Table des matières Un journal a inventé dernièrement, au profit des journaux qui lui ressemblent, que Pie IX, enrichi par le Denier de Saint-Pierre, a laissé trois ou quatre millions de rente à son successeur et une somme de cent cinquante mille francs à sa famille. C'est une imagination qui n'a aucun fondement. Pie IX n'avait rien: il n'a rien laissé ni à son successeur ni à ses héritiers. Ses livres, peu rares, et qui consistaient en hommages d'auteur, assez proprement reliés, ont été donnés à des établissements publics ou appartenant à la Papauté. Le Denier de Saint-Pierre était pour saint Pierre, en argent ou en nature: il l'a donné à mesure qu'il le recevait. Tout le monde sait que le Piémont a ôté à saint Pierre les rentes et le sol, et tout ce qu'il pouvait lui prendre, mais lui a laissé considérablement de pauvres à nourrir. Par les aumônes des catholiques, Pie IX, qui n'a rien voulu accepter de ses spoliateurs impies, - Pecunia tua lecum sit in perdilionem, - a soutenu lui-même, avec l'argent multiplié des fidèles, les services et les serviteurs qui tombèrent à sa charge: des églises, des prêtres, des missions, des employés nécessaires et d'autres dont il n'avait plus besoin, mais que les rapines piémontaises réduisaient à la nécessité. Quelque abondantes qu'aient été les ressources du Denier de Saint-Pierre, elles n'auraient pu suffire, sans quelques-uns des prodiges que Dieu a coutume de faire en ces rencontres, pour assister si longtemps la générosité de ses ministres. Ainsi l'Église, si souvent dépouillée, a pu de tout temps suffire à ces nécessités perpétuellement renaissantes et pressantes. Le christianisme, disait Mgr Gerbet, est une grande aumône faite à une grande misère. Depuis le Golgotha cela n'a pas cessé d'être vrai dans tous les sens. Sans la charité de Dieu, l'humanité n'a pas ce qu'il faut pour vivre. Pie IX a été l'un des hommes qui l'ont le mieux su et qui ont le plus hardiment compté sur la charité. Il a donné ce qu'il avait, n'a rien ramassé pour lui-même, et n'a rien légué à son successeur. Des trésors, lui! Il savait trop mépriser ce que la rouille dévore et ce que mange le ver. Il a laissé à son successeur le trésor vide de saint Pierre où il avait tant puisé, sachant bien que saint Pierre le remplira toujours.

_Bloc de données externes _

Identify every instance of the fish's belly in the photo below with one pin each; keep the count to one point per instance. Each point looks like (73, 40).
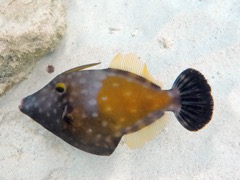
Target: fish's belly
(124, 101)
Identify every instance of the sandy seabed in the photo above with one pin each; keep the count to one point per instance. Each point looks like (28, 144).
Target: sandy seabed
(170, 36)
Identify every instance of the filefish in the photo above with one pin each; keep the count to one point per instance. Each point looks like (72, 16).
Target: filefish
(92, 109)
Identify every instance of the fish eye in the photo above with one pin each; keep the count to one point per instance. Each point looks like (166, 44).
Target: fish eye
(60, 87)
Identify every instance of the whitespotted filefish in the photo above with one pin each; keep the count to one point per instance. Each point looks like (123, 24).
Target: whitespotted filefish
(93, 109)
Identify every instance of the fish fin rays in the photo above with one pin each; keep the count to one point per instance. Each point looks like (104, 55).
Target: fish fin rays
(141, 137)
(133, 64)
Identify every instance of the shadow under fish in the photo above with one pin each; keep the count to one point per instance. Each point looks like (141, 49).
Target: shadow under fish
(93, 109)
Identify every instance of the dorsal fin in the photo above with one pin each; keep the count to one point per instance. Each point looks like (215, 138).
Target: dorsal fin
(133, 64)
(139, 138)
(79, 68)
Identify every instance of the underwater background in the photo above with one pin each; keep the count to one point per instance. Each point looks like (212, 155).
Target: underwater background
(169, 36)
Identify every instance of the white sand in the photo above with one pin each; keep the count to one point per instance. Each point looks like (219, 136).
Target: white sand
(170, 36)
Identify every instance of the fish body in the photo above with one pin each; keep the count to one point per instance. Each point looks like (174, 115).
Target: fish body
(93, 109)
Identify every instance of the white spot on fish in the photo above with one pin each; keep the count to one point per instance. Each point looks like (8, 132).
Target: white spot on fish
(98, 136)
(83, 115)
(55, 99)
(71, 99)
(128, 93)
(43, 99)
(122, 119)
(97, 84)
(84, 91)
(104, 98)
(149, 96)
(89, 130)
(108, 139)
(101, 76)
(95, 115)
(108, 109)
(69, 76)
(82, 81)
(116, 84)
(49, 104)
(104, 124)
(65, 100)
(92, 102)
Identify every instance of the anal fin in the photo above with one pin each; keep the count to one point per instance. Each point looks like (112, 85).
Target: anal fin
(139, 138)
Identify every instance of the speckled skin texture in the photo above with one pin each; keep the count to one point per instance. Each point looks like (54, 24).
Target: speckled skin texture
(95, 108)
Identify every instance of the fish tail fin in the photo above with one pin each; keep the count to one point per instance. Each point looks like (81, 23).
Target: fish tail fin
(193, 100)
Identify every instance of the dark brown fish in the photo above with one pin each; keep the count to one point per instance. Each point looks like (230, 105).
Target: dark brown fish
(93, 109)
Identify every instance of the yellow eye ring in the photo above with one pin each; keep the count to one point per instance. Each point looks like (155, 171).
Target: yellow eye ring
(60, 87)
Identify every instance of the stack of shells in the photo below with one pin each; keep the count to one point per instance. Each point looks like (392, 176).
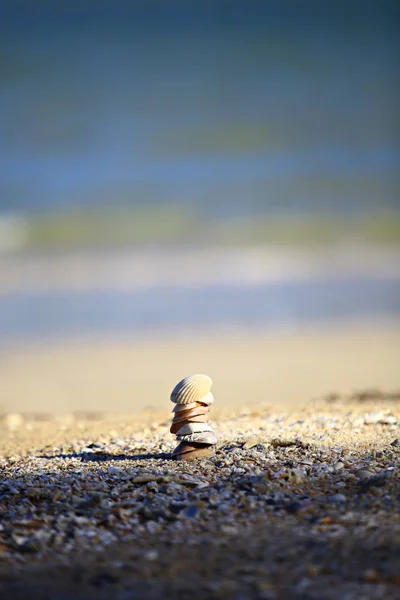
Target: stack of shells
(193, 400)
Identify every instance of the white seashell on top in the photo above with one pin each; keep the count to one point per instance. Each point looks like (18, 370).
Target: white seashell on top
(191, 389)
(181, 407)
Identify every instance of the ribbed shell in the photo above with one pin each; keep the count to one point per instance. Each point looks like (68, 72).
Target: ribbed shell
(190, 413)
(179, 407)
(191, 389)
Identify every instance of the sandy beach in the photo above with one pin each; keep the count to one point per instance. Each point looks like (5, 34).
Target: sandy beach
(300, 500)
(280, 368)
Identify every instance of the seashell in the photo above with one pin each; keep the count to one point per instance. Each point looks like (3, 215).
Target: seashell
(185, 447)
(191, 389)
(207, 400)
(202, 437)
(175, 427)
(198, 453)
(189, 428)
(190, 414)
(181, 407)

SOUVENIRS DU CARDINAL DONNET.
Table des matières J'ai vu, dit-il, longtemps et de très-près le cardinal Pecci. Pendant toute la durée du concile du Vatican il fut mon commensal. Toutes les fois que je suis allé à Rome, j'ai eu avec ce vénérable prince de l'Église des rapports fréquents, et je puis bien vous dire que les liens de la plus...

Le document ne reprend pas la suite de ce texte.